Kierkegaard's authorship can function for its readers as a variety of textually mediated spiritual discipline. In the past two decades this way of engaging his texts has recieved increased scholarly attention. This session will provide an overview of this approach to Kierkegaard's writings and will explore his relation to historic traditions of spiritual practices and classic spiritual virtues. The implications of his work for types of contemporary spiritualty will also be considered.

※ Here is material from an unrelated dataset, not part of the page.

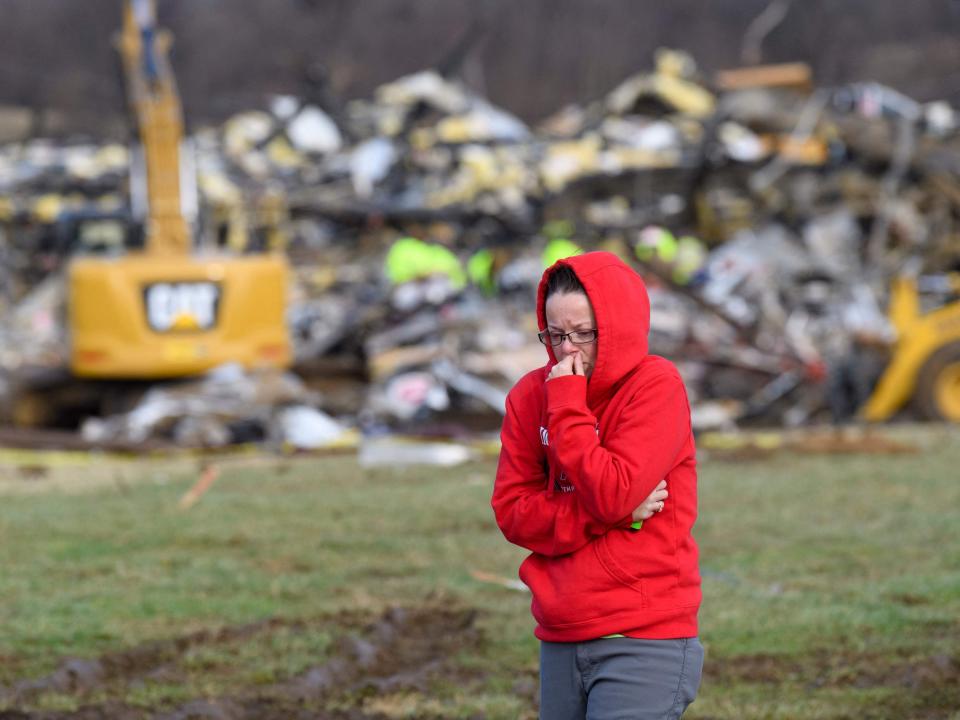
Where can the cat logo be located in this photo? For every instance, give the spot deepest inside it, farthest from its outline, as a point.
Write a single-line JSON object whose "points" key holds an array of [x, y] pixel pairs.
{"points": [[182, 306]]}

Rather than arguing for any one position, this paper aims to provide a field guide to recent scholarly works on the spirituality of Søren Kierkegaard. Given the explosion of literature on the topic, the need for such a guide is acute. I outline four different categories of research currently being explored: (1) historical; (2) translational; (3) philosophical; (4) liturgical, and I cover authors such as Lee Barrett, Christopher Barnett, David Kangas, and Tekoa Robinson. In conclusion, I argue for the importance of this avenue of research in comparison to previous approaches.
There is a fundamental tension in Kierkegaard’s account of prayer: prayer is described as both language in the most profound sense and a silent receptivity to God. Thus, this account appears inconsistent given these two descriptions. However, there is no inconsistency here insofar as prayer *as* language may foster the attention and listening constitutive of silence—and may *itself* be silent—in the relevant religious sense. This claim is developed by analyzing how Kierkegaard uses language in his own written prayers, focusing specifically on the rhetorical features of an understudied sequence of prayers from 1846. These rhetorical features suggest that *true* Kierkegaardian prayer may also be *spoken* prayer insofar as prayer *qua* language places the pray-er in a situation in which their self is continually echoed back by God’s communicative silence in a dynamic of mutual address that unifies the self *through* speech spoken out of faith and obedience.
I explore the tension between Kierkegaard’s commitment to the absolute difference between God and humans and the emphasis on equality found in the story of the king and the maiden in Philosophical Fragments. I present Kierkegaard’s argument for why our love for God would make us embrace humility, and I point out that the same logic would call for God to humble Godself, which is affirmed in the pseudonymous story. But this raises the question of whether the absolute God-human difference would not frustrate God’s project of love with us, and I propose a way to hold onto both strands. In this scheme, the two spiritual practices geared toward remembering our finitude and receiving divine self-abasement, respectively, become appropriate. I finish by arguing that, to maintain this paradox, it would be helpful to conceptualize God as someone who takes ultimate responsibility for all the evils in the world.